Buying something mechanical in the US is disorganized. There's nothing like Alibaba's wholesale side, with a reputation system. There's ThomasNet, but it's just a big industry directory. There might be an opportunity here for somebody. But it's not going to be a huge business.

Designing something to be injection molded is hard. There are lots of little things that run the price way up. There's "Injection Molding Part Design for Dummies", which is $495 on Amazon, but Proto Labs will send you a copy for free if you ask them. Incidentally, all TechShop locations have a small injection molding machine good for about one part a minute, and a CNC mill on which you can make a mold. They even have Autodesk Moldflow, which helps design molds using finite element analysis to predict what will work. So you can make prototypes and learn what works.

If you're dealing with a mold-making shop, if you send them files in Inventor or SolidWorks along with a Moldflow analysis, you'll probably get a much better price. In mechanical, the more clueless you are, the more it costs.

EMachineShop has a nice little CAD program which knows what their shop can do and will price the job. It will tell you if they can't make something due to some constraint (sheet metal bends too close, hole too deep, etc.) and gives hints on how to make the job cheaper. Those guys have been around for about 15 years, do a nice business, but haven't grown much.



Your mention of Alibaba made me think of something. I believe the electrical manufacturing world is much more globally integrated than the mechanical world. I say that as a practicing mechanical engineer. A resistor, capacitor, chip are the same in US, Europe & China. On the mechanical side all have different material standards and industrial standards.

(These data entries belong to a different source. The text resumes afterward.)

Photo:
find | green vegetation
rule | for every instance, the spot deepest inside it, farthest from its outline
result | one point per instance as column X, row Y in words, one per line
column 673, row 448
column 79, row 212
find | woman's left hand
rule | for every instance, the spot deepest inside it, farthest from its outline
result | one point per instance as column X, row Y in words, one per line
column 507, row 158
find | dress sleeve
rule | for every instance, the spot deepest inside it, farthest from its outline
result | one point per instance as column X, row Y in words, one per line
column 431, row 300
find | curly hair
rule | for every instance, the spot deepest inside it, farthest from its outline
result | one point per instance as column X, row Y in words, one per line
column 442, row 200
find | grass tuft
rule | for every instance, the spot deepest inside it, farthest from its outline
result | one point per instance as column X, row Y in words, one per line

And here is the US's disadvantage there, we are still on an island when it comes to that stuff. Sure you can get some metric nuts and bolts here (in US steel grades). But try buying European grade steel here (nigh impossible). Try getting an EN (nee DIN) or JIS flange here (do-able but lots of calling around). Try finding an engineer competent in the PED or machinery directive.

In Europe and Asia they can get US materials and make to our standard and sell to us. But its much harder and more rare to make products here and sell them to Europe and Asia. Usually you are making a US product, and "proving equivalency" with the European and Asian standards.


It's not even that easy to get metric nuts and bolts (as a hobbyist at least).


TechShop is great for hobbyists with some money to spare (there are a lot of hidden costs, both time and money, that they don't tell you about), but terrible for professionals. Their machines are regularly not working for days at a time, and I've had experience with multiple locations so this is indicative of the company as a whole.

If you want to manufacture with plastic, I'd be surprised if there was any reason to do it outside of China. If you're working with metal, it's a much trickier question.

Along with EMachineShop, there's also Plethora. I've never used Plethora and it seems incredibly limited, but they've been around a few years and have a ton of people on staff (which can't be cheap) so they must be getting decent business.


"but Proto Labs will send you a copy for free if you ask them"

... and you happen to have a U.S. or Canada mailing address.

http://p.protolabs.com/injection-molding-dummies-book

"*We currently ship promotional items to the U.S. and Canada only."